Distinguished Guests, ladies, and gentlemen: When the above attempts were made by the repressive, oppressive, myopic, and deformed minority clique regime in Khartoum to dismantle the peace agreement on the political front, the ball was thrown at the Southerners. As a result, the patriotically prominent and progressive southern politicians opted for the substitution of the Khartoum regime.

Distinguished guests, ladies, and gentlemen: They organized some oppositional groups to resist the government’s crooked plans, which included:

  1. NAM: National Action Movement
  2. MTLESS: Movement for Total Liberation of South Sudan
  3. CUSS: Council for the Unity of Sudan
  4. ECC: Equatoria’s Central Committee

In the end, it was, however, realised that it was not only the Southern Sudan that was feeling the pinch from the oppressive regime in Khartoum but also some parts of Northern Sudan, like the Nuba Mountains, Iggessiana Hill, and Darfur, were feeling the same oppression. These regions, therefore, took advantage of the political crises in the South and organized African-based coups against the Khartoum regime.

The military dismantling of the Addis Ababa Peace Agreement and its subsequent crisis

When the Khartoum regime saw that political dishonouring would not favour their plan, and the Southerners were still strong in the army, the regime initiated the following:

  • Absorption of 6000 Anyanya 1 Guarilia of 1872 into the Sudanese armed forces, leaving 32000 to be absorbed into unproductive jobs and under special funds.

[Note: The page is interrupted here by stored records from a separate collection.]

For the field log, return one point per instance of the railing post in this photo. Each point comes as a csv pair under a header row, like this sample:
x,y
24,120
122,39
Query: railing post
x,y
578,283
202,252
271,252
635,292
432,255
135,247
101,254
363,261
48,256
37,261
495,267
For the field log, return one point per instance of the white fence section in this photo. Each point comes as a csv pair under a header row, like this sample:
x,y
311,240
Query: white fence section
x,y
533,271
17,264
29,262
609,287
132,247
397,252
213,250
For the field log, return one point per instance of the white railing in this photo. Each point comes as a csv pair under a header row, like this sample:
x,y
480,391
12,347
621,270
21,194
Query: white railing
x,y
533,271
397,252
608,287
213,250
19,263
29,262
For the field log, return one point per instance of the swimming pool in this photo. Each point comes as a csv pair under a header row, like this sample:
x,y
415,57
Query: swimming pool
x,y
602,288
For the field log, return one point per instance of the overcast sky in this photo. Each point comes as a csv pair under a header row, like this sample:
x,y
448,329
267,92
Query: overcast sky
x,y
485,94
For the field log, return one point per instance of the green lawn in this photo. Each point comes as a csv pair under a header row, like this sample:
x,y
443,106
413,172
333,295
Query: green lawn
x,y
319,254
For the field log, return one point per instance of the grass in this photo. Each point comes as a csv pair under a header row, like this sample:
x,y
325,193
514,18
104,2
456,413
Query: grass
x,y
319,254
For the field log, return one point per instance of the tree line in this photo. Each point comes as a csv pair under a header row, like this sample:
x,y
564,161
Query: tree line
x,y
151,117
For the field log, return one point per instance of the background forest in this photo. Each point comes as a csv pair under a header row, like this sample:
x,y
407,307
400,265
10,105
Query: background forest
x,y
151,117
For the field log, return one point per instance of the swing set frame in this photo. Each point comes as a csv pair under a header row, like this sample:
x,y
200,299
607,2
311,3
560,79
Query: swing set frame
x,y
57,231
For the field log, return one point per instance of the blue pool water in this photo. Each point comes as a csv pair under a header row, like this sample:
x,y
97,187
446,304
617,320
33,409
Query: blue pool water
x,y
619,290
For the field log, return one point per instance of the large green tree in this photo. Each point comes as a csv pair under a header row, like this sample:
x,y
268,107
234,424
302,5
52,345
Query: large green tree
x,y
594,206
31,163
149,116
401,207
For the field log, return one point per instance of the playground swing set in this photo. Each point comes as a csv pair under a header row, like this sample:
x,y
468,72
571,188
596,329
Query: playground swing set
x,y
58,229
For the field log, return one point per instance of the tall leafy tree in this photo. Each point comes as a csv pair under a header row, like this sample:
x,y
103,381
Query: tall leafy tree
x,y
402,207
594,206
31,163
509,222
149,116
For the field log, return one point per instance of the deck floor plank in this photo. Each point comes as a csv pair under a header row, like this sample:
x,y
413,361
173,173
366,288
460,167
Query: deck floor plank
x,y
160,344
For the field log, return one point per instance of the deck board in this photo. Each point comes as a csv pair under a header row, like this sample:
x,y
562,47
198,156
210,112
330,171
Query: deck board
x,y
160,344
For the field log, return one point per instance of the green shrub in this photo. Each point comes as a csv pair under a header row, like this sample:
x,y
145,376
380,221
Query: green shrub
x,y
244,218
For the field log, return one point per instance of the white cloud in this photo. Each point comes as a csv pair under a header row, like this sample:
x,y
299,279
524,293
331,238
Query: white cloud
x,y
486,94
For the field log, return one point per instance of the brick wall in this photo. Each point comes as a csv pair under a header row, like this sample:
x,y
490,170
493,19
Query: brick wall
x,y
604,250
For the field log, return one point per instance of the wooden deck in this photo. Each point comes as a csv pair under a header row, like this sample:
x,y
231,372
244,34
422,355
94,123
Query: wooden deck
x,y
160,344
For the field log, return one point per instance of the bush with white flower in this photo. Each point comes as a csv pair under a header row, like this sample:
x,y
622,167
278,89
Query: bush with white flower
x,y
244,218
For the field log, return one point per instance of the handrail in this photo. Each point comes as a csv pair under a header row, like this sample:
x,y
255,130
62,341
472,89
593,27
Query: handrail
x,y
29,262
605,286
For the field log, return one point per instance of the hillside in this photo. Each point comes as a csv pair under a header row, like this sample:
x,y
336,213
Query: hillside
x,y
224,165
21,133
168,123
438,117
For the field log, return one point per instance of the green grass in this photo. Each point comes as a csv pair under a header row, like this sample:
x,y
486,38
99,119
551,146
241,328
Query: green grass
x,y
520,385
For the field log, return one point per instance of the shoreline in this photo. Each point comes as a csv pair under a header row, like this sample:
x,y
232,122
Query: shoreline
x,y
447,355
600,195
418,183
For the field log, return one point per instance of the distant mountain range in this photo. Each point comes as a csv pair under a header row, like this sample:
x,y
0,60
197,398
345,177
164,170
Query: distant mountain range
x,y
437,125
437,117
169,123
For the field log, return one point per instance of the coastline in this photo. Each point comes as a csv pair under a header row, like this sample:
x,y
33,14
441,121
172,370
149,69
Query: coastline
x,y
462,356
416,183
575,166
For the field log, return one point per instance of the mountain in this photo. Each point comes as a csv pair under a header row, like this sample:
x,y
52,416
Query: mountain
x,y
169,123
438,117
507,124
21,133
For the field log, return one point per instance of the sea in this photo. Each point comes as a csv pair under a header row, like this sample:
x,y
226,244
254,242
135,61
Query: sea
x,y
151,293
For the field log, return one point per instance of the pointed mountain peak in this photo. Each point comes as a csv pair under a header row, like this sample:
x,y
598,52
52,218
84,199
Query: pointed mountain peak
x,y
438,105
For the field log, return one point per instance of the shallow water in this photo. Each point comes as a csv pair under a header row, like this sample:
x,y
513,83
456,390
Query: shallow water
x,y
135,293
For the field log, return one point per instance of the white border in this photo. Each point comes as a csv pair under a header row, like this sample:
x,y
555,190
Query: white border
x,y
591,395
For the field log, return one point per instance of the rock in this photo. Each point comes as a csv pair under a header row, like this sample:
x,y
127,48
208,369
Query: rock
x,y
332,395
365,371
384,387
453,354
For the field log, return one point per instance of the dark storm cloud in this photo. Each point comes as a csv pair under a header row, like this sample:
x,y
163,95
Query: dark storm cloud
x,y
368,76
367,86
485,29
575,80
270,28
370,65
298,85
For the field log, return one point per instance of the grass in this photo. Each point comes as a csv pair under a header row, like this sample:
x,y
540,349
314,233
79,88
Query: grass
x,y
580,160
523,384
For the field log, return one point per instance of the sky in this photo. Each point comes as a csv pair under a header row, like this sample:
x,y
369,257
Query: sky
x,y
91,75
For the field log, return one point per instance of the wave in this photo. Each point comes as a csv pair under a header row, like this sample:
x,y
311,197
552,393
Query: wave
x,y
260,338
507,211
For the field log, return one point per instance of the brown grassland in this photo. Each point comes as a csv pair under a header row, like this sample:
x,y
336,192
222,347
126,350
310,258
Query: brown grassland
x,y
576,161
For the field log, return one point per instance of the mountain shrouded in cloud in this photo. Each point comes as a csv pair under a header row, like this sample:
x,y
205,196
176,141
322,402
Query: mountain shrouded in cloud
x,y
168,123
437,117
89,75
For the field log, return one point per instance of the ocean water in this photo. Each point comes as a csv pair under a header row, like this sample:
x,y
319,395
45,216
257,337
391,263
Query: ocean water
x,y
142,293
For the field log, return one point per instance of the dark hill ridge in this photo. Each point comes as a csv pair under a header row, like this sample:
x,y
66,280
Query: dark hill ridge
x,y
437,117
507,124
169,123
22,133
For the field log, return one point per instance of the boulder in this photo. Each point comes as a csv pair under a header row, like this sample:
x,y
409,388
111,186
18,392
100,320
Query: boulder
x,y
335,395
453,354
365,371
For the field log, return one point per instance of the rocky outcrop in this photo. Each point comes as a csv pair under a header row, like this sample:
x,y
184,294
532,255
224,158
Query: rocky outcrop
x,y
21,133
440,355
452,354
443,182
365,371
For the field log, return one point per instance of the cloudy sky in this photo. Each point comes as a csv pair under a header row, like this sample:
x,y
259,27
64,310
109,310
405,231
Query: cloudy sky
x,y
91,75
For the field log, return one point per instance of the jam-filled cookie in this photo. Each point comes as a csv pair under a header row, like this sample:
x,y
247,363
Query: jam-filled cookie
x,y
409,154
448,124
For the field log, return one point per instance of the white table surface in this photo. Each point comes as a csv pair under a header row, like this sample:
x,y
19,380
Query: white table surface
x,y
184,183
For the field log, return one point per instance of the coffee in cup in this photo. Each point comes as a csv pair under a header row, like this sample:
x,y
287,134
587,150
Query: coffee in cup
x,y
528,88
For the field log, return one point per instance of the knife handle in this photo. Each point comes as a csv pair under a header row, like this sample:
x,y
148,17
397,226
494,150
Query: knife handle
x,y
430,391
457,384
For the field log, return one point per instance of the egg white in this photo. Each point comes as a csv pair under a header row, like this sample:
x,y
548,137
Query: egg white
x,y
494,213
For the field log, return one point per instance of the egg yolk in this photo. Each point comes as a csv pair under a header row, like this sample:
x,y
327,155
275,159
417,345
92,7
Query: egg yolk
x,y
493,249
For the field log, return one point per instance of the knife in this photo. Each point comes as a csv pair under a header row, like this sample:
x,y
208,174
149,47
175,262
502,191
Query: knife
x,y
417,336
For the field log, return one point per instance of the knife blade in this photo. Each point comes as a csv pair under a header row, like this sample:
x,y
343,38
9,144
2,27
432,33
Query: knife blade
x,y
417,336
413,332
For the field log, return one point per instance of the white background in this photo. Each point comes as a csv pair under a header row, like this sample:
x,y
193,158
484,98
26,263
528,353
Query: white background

When the fund was exhausted two years later, these 32000 Ex Anyanya 1 guerrillas were dismissed and left in Limo.
  • Integration of the 6000 absorbed Anyanya 1 Guarilias into the rest of the Sudanese army within the South Command This policy was fiercely resisted by the absorbed Anyanya 1 Guarilia and resulted in many mutinies, such as the Akobo incident, led by Vincent Kuany and Corporal Bol Kur.
  • The elements of these mutinies combined with some of the dismissed 32,000 ex-Anyanya 1, laid off workers and formed what became Anyanya 2. These elements were dissatisfied with the jobs offered to them by the Northern and Southern bourgeoisie ruling elites. So, the absorbed forces organized two revolutionary plans against the Sudan army, not for the South but for the marginalized people of Sudan.

Distinguished guests, ladies and gentlemen: The first plan was to attack and capture Juba, the capital of the South. This plan was to be executed by battalion 105 with reinforcement from Torit and Kapoeta, while other Anyanya 2 forces were to assemble near Ayod and Pochalla. A democratic socialist government was to be established in Juba and measures were to be taken to assist in transforming the situation in Khartoum.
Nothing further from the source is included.